Ich klienci mają też te same wymagania. Jak w każdej innej branży szukają opinii na temat nowych produktów, coraz częściej robią zakupy w internecie, a nawet domagają się od swoich dostawców, by do pewnego stopnia praktykowali „społeczną odpowiedzialność biznesu". Kiedy znalazłem drogę do ukrytej w internecie „Mrocznej Sieci", gdzie narkotyki i broń kupuje się anonimowo za pomocą bitcoinów, wymieniałem korespondencję z handlarzem fajek do palenia metamfetaminy, który był równie pomocny jak pracownik Amazona. (Jednak cofam to. Był znacznie bardziej pomocny). Im bardziej przyglądałem się światowemu przemysłowi narkotykowemu, tym bardziej zastanawiałem się, co by się stało, gdyby spojrzeć na niego jak na normalny biznes. I tak powstała ta książka.
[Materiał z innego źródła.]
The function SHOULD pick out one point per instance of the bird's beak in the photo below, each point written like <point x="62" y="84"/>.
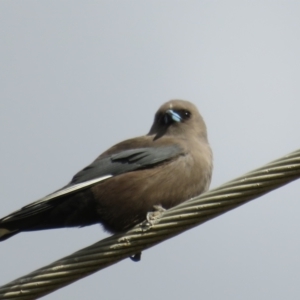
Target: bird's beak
<point x="174" y="116"/>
Jedną z pierwszych rzeczy, na którą zwróciłem uwagę, przypatrując się nielegalnemu przemysłowi narkotykowemu oczami ekonomisty, było to, że wiele robiących wrażenie liczb przywoływanych przez urzędników zajmujących się walką z narkotykami po prostu nie miało sensu. Niedługo po moim przyjeździe do Meksyku rozpalono w Tijuanie ogromne narkotykowe ognisko. Żołnierze zapalili podpałkę i stanęli w odpowiedniej odległości, a sto trzydzieści cztery tony marihuany zamieniły się w gęsty, aromatyczny dym. Towar odkryty w sześciu kontenerach w magazynie na obrzeżach miasta był największym sukcesem operacji antynarkotykowej w historii kraju. Narkotyki były gotowe do eksportu: ciasno zapakowane w piętnaście tysięcy paczek wielkości worków z piaskiem i oznaczone logotypami zwierząt, uśmiechniętych buziek oraz wizerunkami Homera Simpsona, którymi przemytnicy oznaczali miejsca docelowe dla swoich produktów. Po tym, jak pakunki przetestowano, zważono i sfotografowano, ułożono je w wysoki stos, obficie polano benzyną i podpalono. Wokół zgromadził się tłum, a żołnierze z karabinami maszynowymi pilnowali, aby nikt nie stał z wiatrem od halucynogennego ogniska. Generał Alfonso Duarte Múgica, dowódca armii meksykańskiej w tym regionie, z dumą ogłosił, że żarzący się towar miał wartość czterech miliardów peso, co stanowiło wówczas odpowiednik około trzystu czterdziestu milionów dolarów. Niektóre amerykańskie gazety posunęły się jeszcze dalej, donosząc, że łup był wart niemal pół miliarda dolarów, jeśli kierować się wartością przechwyconych narkotyków na rynku amerykańskim.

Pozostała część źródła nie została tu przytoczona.